Interested to know what you think…
Thanks,
Chris
17th February 2021
Dear Chris,
Once again, much to agree with. A belief in your own moral superiority is not just arrogant, it blinds people to their own failings. Nothing the “real left” does is ever wrong—even antisemitism. It leaves everyone else being dupes, living lives of false consciousness—waiting for the vanguard to show them the way. Neither the voters nor others in the party are ever righteous enough. This moral superiority leads some on the left to play the wonderful “expel yourself” game in which no one is ever politically pure enough, not even yourself. It never ends well.
But we should not mistake an elitist morality with no morality. Politics has to be deeply moral and contested on such a basis. Part of my morality hinges on a belief in the best of everyone, which makes me a pushover in party faction fights. I’m just not hard enough—preferring asking questions to making statements. Stripped of this open morality, we are left with lifeless slogans like Herbert Morrison’s “socialism is what Labour governments do” or New Labour’s “what works.”
Which takes me to the gnawing problem with your book, much as I enjoyed it. I just don’t see why the left of the party is so much more your target than the right. I think those left supporting what remains of New Labour are just as guilty of Golden Agism precisely because they have done no fresh thinking since 1997. Sure, 1945 was longer ago—but both are way back in the rear-view mirror now. I think the left is worse on the Dark Knight and Puppet Master charge, but it’s a matter of degree. But of course New Labour can be accused of other crimes: Iraq, collaboration with Murdoch, adopting the exact same policies as the US on banking, etc.
The problem is not really the left or the right—but, and I repeat, Labourism: the monopolistic, tribal and controlling creed that still dominates the culture of the entire party. A culture that could see the party lose a record fifth election because it refuses to even recognise others as progressive. Can you target that in your next book?

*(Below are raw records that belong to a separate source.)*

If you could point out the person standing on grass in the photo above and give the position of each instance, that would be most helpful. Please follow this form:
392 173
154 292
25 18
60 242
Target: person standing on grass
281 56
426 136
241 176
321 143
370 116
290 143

I want to finish though on a point of fundamental and critical agreement between us: our fear of populism and its link to globalisation. The retreat to nativism is precisely a product of the left giving up on the dream of a planetary politics. Neoliberalism has colonised the globe, rendering democratic politics meaningless. People have therefore retreated into populism. The only way out—the only way—is to reclaim the globe.
A year ago this would have sounded fanciful. But Covid changes everything; it unlocks a global interconnectedness. Technology, pandemics, climate, immigration, finance, tax, jobs and investment—all are global. Politics and democracy can and must go global too—or all is lost.
Which, thinking about it, is a much better next book for your skillset, Chris. After all, asking why Labour should stop being Labour might be a thankless task.
Thank you for this discussion and for such a great book. I’ve loved thinking all this through with you.
Best,
Neal
22nd February 2021
Thanks a lot Neal, I’ve really enjoyed this exchange.
I remain of the view that New Labour—whatever else it got wrong—was a lot less guilty of the populist tropes I’m criticising in the book. But that’s a side issue, really. The central argument is about whether the tropes themselves are harmful. And I think there’s a lot of agreement between us on that.
I’m interested by your notion of “Labourism,” and the view that “politics has to be deeply moral and contested on such a basis.” I’m not sure I’d agree with the latter point. I sometimes think we’d do better to focus on the fact that progressive policies are more rational. But clearly, ideas about morality will always play a part.
Thanks again for suggesting this email dialogue.